Suffolk County District Attorney Daniel F. Conley today joined Middlesex County District Attorney Gerard T. Leone, Cambridge Police Commissioner Robert Haas, and Boston Police detectives at Cambridge Police Headquarters to deliver the following remarks on the arrest of MARCUS A. COLONO (D.O.B. 11/21/77):

“It wasn’t long ago that these two crimes might not have been linked, much less solved and attributed to the same offender. They were two very different attacks with two very different sets of victims in two different jurisdictions. Their most striking commonality was the brutality displayed in each case.

“Two years ago, on Sept. 21, 2008, an unknown offender broke into a residence on Commonwealth Avenue in Brighton and raped two young women inside. The offender left evidence at the scene from which we were able to develop a DNA profile.

“As District Attorney Leone has just described, an unknown offender broke into a residence on Pearl Street in Cambridge on Aug. 26 of this year and attacked two male residents inside, one of them a young child. The offender left evidence at the scene from which a DNA profile was also developed.

“Through a DNA database known as the Combined DNA Index System, we were able to match those two profiles and link them to one offender though what’s known as a ‘case to case hit.’

“Further testing at the Cambridge scene led to fingerprints – and those fingerprints led us to a suspect.

“That we’re here today to announce Marcus Colono’s arrest is a testament to the power of forensic databases like CODIS and the Automated Fingerprint Identification System.

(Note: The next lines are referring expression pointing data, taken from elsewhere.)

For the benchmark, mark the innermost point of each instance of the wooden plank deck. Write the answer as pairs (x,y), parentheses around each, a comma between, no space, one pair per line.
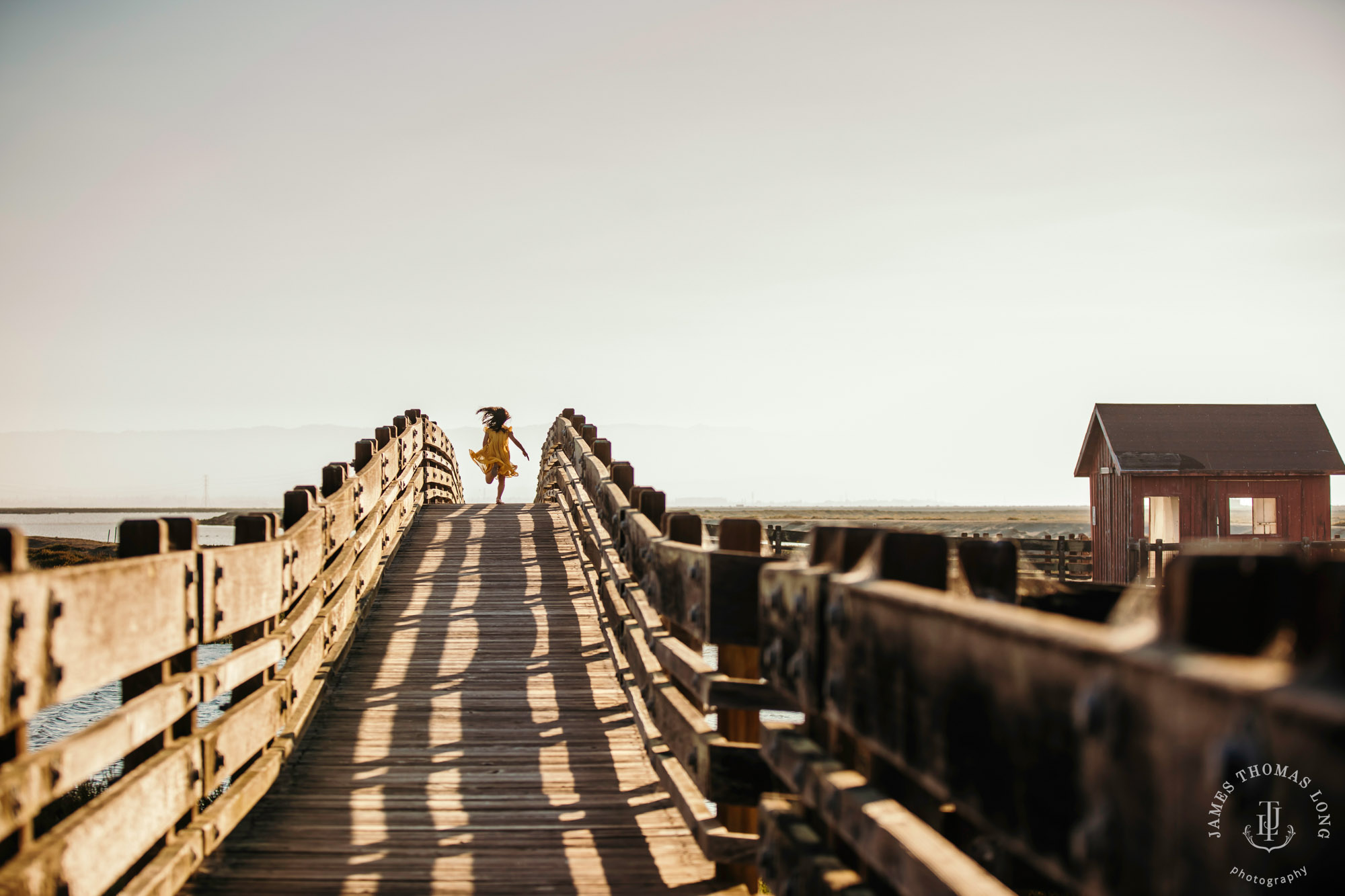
(478,741)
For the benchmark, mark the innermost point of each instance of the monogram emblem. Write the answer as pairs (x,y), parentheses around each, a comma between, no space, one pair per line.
(1268,827)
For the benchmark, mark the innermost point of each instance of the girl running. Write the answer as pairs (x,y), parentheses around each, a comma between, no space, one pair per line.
(494,455)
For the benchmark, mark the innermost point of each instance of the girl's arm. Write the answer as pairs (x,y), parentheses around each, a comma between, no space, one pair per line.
(520,444)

But those databases would be useless without the professional criminalists who harness their technology and testify to its accuracy in terms juries can understand.

“And more importantly for us here today, those databases would not have helped us if investigators in Cambridge and Boston hadn’t been so diligent in sharing information across jurisdictions. Colono has been arraigned on the Cambridge charges already and we expect to charge him in Brighton court in the near future as well.

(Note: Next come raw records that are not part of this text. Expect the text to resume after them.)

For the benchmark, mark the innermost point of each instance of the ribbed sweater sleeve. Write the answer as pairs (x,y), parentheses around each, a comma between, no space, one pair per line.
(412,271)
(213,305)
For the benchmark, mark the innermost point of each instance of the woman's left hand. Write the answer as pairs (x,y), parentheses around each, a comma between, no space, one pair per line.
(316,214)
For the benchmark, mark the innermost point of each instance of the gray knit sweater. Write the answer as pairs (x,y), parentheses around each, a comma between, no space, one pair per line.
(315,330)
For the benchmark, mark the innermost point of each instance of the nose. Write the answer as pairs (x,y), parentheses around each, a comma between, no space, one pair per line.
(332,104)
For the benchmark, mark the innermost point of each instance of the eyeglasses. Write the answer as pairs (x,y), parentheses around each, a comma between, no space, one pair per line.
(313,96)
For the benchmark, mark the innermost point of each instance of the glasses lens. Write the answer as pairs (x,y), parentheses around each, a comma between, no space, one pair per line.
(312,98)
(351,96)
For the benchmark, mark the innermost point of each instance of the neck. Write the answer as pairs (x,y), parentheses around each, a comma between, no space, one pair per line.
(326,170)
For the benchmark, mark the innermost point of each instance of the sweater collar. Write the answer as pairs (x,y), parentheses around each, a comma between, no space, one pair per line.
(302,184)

“This is a significant evidentiary development for two cases, but it’s also much more than that. On a personal level, it’s a monumental relief for four victims whose lives were turned upside down when their homes were invaded and their bodies violated by a man no one could identify.

“Today he has a name. He has a face. And he’s behind bars.”

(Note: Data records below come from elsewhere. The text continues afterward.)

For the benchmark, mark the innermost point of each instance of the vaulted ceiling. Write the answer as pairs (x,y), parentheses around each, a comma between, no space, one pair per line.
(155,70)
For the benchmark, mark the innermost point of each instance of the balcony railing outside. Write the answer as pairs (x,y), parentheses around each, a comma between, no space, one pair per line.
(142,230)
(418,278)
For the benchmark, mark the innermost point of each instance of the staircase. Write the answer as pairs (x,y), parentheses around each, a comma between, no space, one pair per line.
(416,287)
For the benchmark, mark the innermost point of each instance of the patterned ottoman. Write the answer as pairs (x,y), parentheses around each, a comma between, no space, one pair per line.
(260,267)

Colono, a Cambridge resident, was identified in part through fingerprints on file for a 1998 marijuana arrest in the City of Boston. He has not yet been formally charged with the Brighton incident, in which two women, then 18 and 23, were raped inside their Commonwealth Avenue apartment at about 8:45 p.m. on Sept. 21, 2008. A warrant charging him wit that offense is expected to be sought in the near future.